EYESPOT can literally flatten cereal crops in the southern growing region, significantly reducing yields.
But SA researchers are perfecting techniques to screen new germplasm for eyespot resistance in a controlled environment - which should help plant breeders advance the delivery of resistance traits.
This research has been a focus of a strategic partnership between the GRDC and SARDI, in collaboration with the University of Adelaide.
SARDI senior research scientist Margaret Evans says screening for eyespot resistance is not simple.
"Sites with a problem aren't likely to be included in the National Variety Trials and it is not straightforward to apply inoculum to a trial site and get even and reliable results," she said.
"Even on an infected site, seasonal conditions have to be conducive to eyespot developing on the plants."
To address these problems, Dr Evans has been researching methods for screening based on artificially applied eyespot inoculum.
With no established eyespot pathogen artificial inoculation method, a system had to be developed where consistent numbers of infected field-collected stems could be used to inoculate plants growing in pots.
At present, researchers collect infected stems from paddocks and position three of them into each of the groups of 25 plants being grown for screening.
Overhead irrigation is used to simulate rain that splashes spores onto the plant stems, followed by days of misting to maintain humidity required for spore germination and plant infection.

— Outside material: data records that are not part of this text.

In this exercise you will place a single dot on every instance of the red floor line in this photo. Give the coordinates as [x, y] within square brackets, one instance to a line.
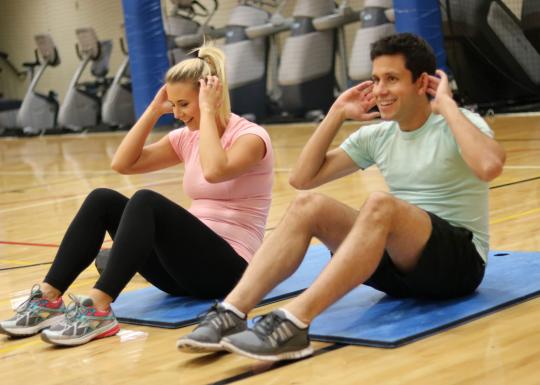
[37, 244]
[28, 244]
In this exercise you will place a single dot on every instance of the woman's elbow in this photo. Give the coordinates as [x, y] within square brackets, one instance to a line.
[298, 183]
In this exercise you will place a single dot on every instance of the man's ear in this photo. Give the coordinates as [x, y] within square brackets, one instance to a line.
[422, 83]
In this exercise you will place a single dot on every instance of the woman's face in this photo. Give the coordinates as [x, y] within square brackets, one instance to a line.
[184, 98]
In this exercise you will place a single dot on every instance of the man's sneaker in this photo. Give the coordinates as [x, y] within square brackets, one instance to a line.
[273, 338]
[82, 323]
[215, 325]
[33, 315]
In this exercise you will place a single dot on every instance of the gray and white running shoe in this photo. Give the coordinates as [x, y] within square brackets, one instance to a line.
[216, 324]
[81, 324]
[273, 338]
[33, 315]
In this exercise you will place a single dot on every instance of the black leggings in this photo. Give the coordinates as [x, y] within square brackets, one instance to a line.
[153, 236]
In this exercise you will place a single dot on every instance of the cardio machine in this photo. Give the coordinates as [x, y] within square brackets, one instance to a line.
[117, 108]
[82, 104]
[377, 22]
[494, 64]
[9, 107]
[186, 27]
[39, 112]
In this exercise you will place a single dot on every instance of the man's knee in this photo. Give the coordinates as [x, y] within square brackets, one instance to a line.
[379, 207]
[307, 203]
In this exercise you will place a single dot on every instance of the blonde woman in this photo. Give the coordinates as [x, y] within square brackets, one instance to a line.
[201, 251]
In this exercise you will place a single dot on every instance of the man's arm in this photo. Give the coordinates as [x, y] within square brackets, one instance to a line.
[482, 154]
[316, 165]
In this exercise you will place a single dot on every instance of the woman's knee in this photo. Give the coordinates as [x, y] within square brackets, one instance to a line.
[103, 196]
[144, 196]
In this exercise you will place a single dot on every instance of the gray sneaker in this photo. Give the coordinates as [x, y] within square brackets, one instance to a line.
[215, 325]
[33, 315]
[81, 324]
[273, 338]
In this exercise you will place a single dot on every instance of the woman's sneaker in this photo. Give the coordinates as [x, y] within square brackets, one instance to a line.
[216, 324]
[273, 338]
[34, 315]
[81, 324]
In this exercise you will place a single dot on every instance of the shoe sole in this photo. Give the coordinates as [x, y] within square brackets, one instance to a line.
[30, 330]
[277, 357]
[97, 334]
[192, 346]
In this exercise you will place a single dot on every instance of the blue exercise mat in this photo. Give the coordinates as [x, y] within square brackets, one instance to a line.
[150, 306]
[367, 317]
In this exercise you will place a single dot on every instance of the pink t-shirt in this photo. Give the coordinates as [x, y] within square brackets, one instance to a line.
[236, 209]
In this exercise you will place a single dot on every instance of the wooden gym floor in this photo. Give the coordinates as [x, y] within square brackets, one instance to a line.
[44, 180]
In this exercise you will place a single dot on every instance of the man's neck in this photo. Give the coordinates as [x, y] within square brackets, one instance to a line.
[417, 119]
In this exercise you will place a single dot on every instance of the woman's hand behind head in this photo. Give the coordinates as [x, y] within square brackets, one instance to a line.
[210, 94]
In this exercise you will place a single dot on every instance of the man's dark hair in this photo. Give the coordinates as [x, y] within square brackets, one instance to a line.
[418, 54]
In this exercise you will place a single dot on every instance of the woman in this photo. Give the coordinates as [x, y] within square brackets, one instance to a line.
[201, 252]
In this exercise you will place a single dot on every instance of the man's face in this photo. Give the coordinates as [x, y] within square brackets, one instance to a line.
[396, 95]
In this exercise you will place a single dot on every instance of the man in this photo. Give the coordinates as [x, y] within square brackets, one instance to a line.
[427, 238]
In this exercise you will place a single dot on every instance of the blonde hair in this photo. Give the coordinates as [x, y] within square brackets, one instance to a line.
[209, 61]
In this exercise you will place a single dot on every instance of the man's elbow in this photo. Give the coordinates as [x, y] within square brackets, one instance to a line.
[491, 170]
[119, 168]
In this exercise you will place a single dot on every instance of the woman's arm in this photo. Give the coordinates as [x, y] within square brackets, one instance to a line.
[132, 156]
[219, 165]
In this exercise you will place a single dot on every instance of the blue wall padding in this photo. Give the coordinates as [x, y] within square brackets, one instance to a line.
[147, 51]
[422, 17]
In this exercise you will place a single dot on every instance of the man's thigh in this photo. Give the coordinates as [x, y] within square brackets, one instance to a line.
[449, 266]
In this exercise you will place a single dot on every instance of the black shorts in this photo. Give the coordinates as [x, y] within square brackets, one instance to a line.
[449, 267]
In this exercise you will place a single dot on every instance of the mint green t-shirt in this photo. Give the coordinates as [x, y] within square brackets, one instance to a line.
[425, 168]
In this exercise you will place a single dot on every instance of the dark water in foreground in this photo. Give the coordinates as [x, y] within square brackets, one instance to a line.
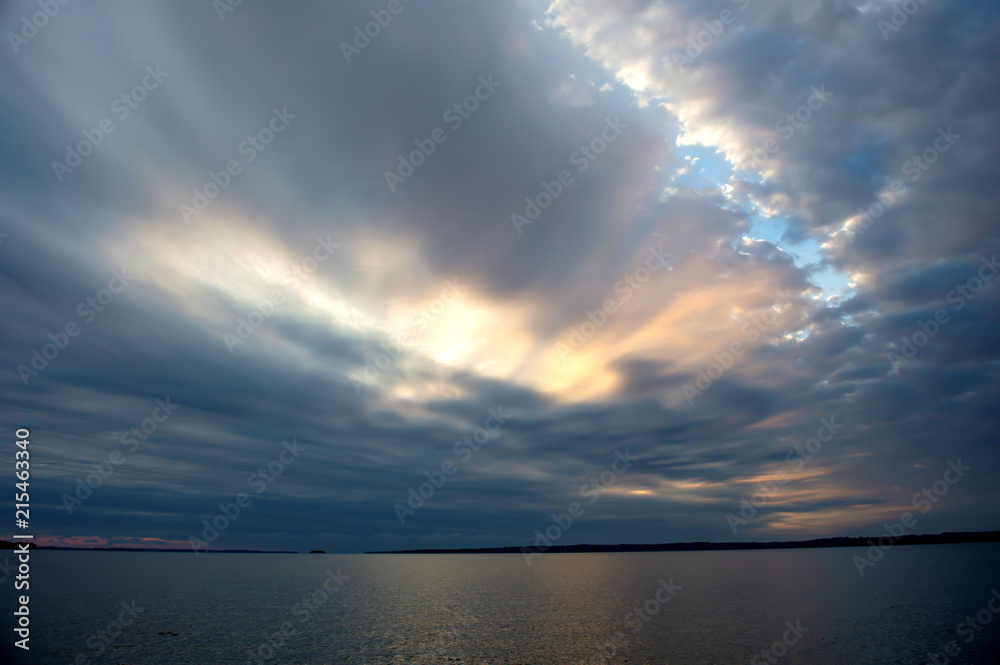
[465, 609]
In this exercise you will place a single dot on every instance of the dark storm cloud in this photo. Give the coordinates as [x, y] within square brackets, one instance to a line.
[324, 176]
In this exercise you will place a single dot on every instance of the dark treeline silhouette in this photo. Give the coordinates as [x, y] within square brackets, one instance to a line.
[861, 541]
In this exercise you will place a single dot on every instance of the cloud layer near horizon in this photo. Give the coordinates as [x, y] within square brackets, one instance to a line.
[571, 324]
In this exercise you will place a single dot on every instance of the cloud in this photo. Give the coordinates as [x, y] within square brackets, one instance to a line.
[433, 308]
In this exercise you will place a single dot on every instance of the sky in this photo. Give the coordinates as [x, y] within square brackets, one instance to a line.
[387, 275]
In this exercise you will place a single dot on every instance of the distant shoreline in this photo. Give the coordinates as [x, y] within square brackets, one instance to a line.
[949, 538]
[860, 541]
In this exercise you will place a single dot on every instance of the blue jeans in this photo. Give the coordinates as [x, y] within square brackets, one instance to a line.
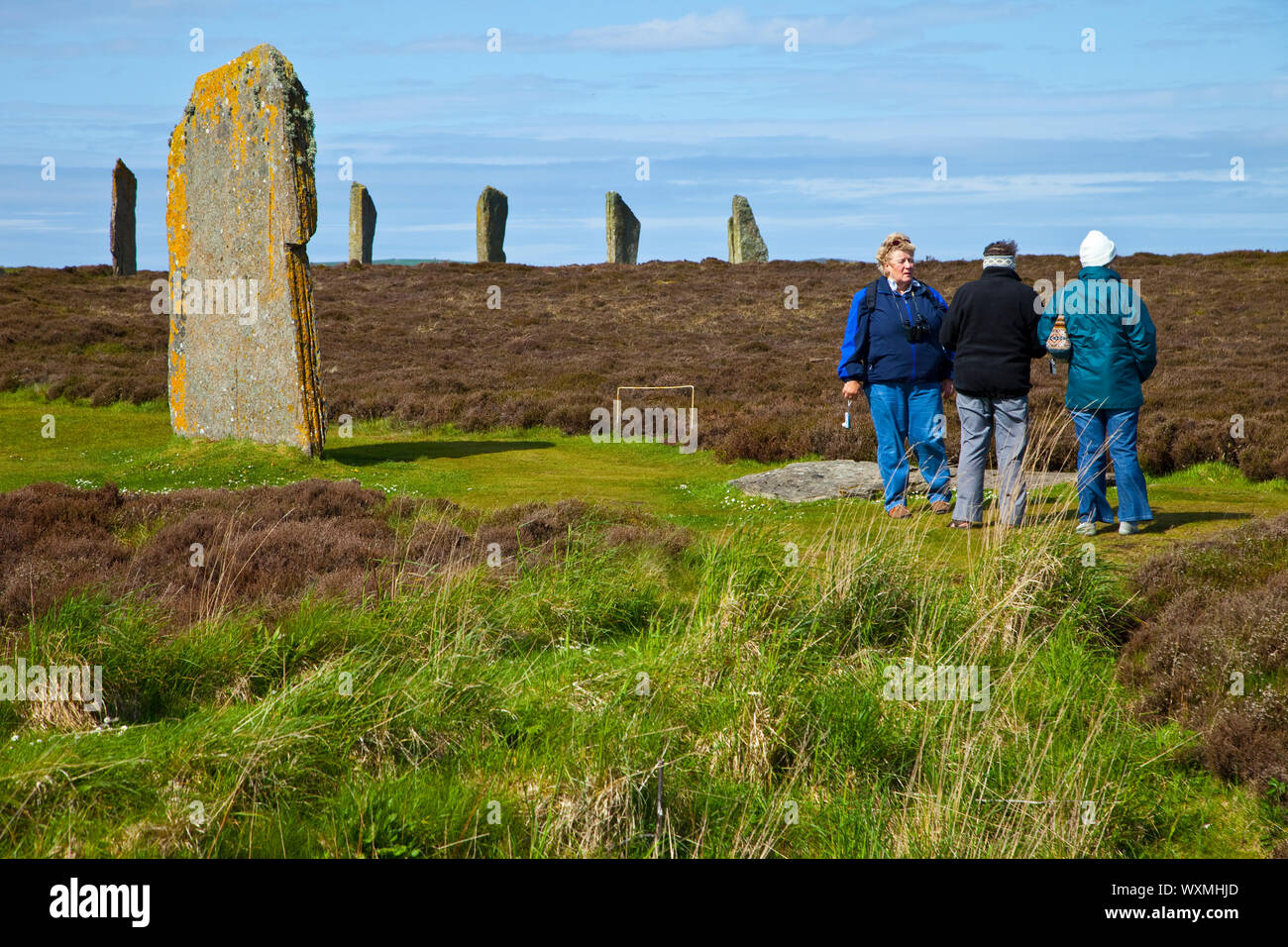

"While developing this screening system, we have also developed methods for identifying and producing eyespot spores on field-collected stems, so we can now generate single spore isolates," Dr Evans said.
"We are aiming to artificially infect sterilised stems with the single spore isolates and to use these stems as an inoculum source, which will make the screening program more efficient."
Once we can prove the effectiveness of our program, we'll be ready to offer eyespot screening to more plant breeders.
This season will be the first where the research team uses its techniques to evaluate retentions in the GRDC's NVT program as well as commercial bread wheat varieties.
The priority is to demonstrate that controlled screening results accurately reflect eyespot resistance in the field.
For this reason, 'check' varieties with known resistance responses will be included in the screening trials.
"Once we can prove the effectiveness of our program, we'll be ready to offer eyespot screening to more plant breeders and potentially help deliver more resistant varieties to growers," Dr Evans said.